Added Value
Added Value
Overview
September 21, 2018 – September 23, 2018
How do the ways in which we categorize books and information reflect invisible power structures and hidden hierarchies? What would an intervention into this system look like, and how can artistic processes re-shape, re-organize, and re-evaluate it?
Over the course of three days, Added Value transformed SFMOMA’s Helen and Charles Schwab Hall into a massive public book sale with a twist, featuring a radical re-organization of thousands of used books. Added Value was led by Stephanie Syjuco, with participation from The Friends of the San Francisco Public Library, The Prelinger Library and the collaborative artist team Related Tactics. Collectively, Added Value raised a total of $20,000, with all proceeds benefiting the San Francisco Public Library. Check out the Program page to see the schedule of events, Books on Film screenings, talks, and commissioned artist projects involving the manipulation and transformation of books-as-knowledge. See behind the scenes photos and photos from the book sale, then use the Related Tactics exercise to Measure Your Shelf Life at home.
Stephanie Syjuco creates large-scale spectacles of collected cultural objects, cumulative archives, and temporary vending installations, often with an active public component that invites viewers to directly participate as producers or distributors. Using critical wit and collaborative co-creation, her projects leverage open-source systems, shareware logic, and flows of capital, in order to investigate issues of economies and empire. This has included starting a global collaborative project with crochet crafters to counterfeit high-end consumer goods, presenting parasitic art counterfeiting events, and developing alternative vending economies.
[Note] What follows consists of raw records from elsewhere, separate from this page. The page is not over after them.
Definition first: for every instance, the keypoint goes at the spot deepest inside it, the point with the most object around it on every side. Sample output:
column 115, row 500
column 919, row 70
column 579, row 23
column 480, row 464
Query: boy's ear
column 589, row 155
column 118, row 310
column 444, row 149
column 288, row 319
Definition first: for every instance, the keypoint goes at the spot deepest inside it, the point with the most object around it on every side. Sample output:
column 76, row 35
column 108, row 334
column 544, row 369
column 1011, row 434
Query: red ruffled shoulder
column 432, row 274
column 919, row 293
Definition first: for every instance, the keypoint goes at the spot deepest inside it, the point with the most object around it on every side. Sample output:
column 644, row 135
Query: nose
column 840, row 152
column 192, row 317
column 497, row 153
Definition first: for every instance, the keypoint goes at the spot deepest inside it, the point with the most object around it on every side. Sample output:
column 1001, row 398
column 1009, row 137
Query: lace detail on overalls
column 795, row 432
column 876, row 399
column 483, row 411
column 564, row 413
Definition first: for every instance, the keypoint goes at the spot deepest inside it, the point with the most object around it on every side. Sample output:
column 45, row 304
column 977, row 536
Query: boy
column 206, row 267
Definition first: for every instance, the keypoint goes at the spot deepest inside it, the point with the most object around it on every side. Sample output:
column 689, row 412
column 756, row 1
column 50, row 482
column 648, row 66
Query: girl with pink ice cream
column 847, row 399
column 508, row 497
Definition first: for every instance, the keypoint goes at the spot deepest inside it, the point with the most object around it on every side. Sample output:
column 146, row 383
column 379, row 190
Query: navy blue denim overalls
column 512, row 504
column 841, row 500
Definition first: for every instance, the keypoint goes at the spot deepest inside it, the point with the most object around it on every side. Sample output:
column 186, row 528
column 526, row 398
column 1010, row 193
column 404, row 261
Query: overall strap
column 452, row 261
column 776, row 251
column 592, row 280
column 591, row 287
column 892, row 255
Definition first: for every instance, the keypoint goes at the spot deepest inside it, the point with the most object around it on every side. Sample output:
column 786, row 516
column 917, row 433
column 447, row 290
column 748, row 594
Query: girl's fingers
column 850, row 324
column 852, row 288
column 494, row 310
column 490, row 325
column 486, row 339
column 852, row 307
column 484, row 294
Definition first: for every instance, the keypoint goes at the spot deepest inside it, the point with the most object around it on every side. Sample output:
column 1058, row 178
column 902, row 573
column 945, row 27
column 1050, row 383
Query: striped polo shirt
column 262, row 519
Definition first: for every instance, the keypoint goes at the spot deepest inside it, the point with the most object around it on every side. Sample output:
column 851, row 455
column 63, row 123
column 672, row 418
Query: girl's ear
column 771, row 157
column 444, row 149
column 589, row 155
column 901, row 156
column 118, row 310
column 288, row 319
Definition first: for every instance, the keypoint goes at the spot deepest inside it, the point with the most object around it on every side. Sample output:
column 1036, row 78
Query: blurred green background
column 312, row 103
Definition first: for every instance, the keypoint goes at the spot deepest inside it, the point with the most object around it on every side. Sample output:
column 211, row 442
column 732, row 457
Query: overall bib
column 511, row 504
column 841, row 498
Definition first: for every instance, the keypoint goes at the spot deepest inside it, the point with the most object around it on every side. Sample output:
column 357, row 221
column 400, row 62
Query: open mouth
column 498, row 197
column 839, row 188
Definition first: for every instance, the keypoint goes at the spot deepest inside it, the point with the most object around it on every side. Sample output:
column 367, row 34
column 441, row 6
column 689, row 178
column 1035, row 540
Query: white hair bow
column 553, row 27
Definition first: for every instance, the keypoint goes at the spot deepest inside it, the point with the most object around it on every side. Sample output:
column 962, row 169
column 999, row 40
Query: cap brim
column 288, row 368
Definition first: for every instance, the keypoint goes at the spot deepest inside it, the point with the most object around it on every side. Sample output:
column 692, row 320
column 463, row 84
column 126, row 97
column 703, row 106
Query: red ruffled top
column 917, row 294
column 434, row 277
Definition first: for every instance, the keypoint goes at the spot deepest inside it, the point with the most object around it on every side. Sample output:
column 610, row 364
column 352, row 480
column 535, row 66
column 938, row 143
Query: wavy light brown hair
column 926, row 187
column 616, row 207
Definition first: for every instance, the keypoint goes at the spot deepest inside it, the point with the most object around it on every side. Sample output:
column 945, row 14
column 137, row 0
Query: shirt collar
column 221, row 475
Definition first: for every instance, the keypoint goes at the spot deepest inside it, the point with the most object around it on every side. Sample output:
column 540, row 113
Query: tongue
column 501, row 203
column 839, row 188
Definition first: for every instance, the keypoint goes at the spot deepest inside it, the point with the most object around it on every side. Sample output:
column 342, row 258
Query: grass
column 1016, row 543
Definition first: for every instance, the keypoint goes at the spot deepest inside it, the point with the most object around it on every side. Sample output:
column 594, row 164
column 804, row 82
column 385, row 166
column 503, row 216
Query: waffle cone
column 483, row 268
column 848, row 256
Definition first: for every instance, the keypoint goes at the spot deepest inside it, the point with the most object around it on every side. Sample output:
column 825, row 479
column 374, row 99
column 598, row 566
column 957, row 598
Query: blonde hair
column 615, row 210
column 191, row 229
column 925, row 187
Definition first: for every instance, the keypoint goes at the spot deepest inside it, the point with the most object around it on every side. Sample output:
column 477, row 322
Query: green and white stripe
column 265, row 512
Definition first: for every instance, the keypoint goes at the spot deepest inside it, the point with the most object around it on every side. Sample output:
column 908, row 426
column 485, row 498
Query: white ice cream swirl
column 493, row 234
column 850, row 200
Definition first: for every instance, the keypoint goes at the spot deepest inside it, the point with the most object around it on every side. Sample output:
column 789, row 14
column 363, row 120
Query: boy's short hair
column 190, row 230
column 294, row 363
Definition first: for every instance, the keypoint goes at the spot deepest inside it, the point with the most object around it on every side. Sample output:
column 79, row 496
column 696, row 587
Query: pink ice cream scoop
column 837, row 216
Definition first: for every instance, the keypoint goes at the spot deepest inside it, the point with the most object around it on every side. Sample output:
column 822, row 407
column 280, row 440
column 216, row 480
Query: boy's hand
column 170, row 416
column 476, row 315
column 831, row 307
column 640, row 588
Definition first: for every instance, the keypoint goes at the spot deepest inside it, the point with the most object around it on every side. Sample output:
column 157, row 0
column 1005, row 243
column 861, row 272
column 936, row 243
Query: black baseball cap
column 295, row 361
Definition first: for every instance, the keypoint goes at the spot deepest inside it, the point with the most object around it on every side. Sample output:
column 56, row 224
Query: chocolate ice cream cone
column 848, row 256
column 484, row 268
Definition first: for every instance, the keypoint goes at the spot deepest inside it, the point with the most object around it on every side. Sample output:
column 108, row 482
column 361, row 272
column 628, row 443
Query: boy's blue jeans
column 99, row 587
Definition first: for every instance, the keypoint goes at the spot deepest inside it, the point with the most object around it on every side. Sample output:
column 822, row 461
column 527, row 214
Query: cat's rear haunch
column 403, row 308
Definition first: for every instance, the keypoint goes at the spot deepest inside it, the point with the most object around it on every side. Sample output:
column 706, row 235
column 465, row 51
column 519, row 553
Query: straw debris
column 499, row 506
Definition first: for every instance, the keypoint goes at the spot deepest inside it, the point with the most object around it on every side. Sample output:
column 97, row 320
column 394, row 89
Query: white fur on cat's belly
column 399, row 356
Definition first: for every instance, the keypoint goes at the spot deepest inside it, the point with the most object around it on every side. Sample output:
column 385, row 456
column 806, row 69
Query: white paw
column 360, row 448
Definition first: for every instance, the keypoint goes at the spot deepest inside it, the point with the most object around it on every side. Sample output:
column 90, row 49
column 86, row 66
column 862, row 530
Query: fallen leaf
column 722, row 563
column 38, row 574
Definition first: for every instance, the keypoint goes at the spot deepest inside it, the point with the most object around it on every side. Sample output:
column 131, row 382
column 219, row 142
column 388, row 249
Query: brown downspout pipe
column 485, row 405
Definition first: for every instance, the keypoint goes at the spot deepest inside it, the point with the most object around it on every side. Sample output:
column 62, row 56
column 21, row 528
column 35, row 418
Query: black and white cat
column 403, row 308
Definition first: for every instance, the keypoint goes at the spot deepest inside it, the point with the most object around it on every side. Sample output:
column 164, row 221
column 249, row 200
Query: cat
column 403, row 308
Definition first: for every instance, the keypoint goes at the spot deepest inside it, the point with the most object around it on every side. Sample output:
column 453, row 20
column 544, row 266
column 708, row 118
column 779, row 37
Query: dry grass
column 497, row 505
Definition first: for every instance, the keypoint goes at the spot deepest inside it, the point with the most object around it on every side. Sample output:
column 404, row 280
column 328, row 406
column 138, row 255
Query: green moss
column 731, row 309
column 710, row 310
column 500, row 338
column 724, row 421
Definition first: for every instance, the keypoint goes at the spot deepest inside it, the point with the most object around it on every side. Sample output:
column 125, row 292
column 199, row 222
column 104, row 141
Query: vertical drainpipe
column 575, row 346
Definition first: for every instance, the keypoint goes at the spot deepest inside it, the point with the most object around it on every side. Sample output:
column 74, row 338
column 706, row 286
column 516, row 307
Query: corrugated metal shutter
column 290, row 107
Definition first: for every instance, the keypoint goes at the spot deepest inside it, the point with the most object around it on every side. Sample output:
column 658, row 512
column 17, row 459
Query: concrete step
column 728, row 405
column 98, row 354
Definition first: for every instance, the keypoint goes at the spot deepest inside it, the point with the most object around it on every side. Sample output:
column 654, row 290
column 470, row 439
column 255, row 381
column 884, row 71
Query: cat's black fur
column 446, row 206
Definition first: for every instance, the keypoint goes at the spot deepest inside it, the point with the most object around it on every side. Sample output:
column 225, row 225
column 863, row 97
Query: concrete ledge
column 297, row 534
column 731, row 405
Born in the Philippines in 1974, she is the recipient of a 2014 Guggenheim Fellowship Award and has exhibited widely, including at The Museum of Modern Art, New York, the Whitney Museum of American Art, the Havana Biennial, and the Asian Art Biennale, among others. She will be featured in Season 9 of the acclaimed documentary series Art in the Twenty-First Century, and at the 2018 Renwick Invitational at the Smithsonian American Art Museum. A long-time educator, she is an Assistant Professor at the University of California Berkeley. She lives and works in Oakland, California.
Related Tactics (Michele Carlson, Weston Teruya, and Nathan Watson) is a collective of artists/writers/educators/cultural organizers/arts administrators of color who create projects at the intersection of race and culture. The collective has produced projects at Adobe Books Backroom Gallery, Southern Exposure, and Black & White Projects. Their work together has been supported with a residency at Real Time & Space and an Alternative Exposure grant from Southern Exposure.
Megan Prelinger is a cultural historian of art and technology author, co-founder and architect of information design at the Prelinger Library, and co-principal of the Prelinger Archives. She is co-creator, with Rick Prelinger, of the Bay Observatory Library at the Exploratorium. She is also a field naturalist with San Francisco Nature Education.
Rick Prelinger, an archivist, writer and filmmaker, is Professor of Film and Digital Media at UC Santa Cruz and co-founder of the Prelinger Library. His archival feature Panorama Ephemera (2004) played in venues around the world, and his feature project No More Road Trips? received a Creative Capital grant in 2012. His 24 Lost Landscapes participatory urban history projects have played to thousands of viewers in San Francisco, Detroit, Oakland, Los Angeles, and elsewhere.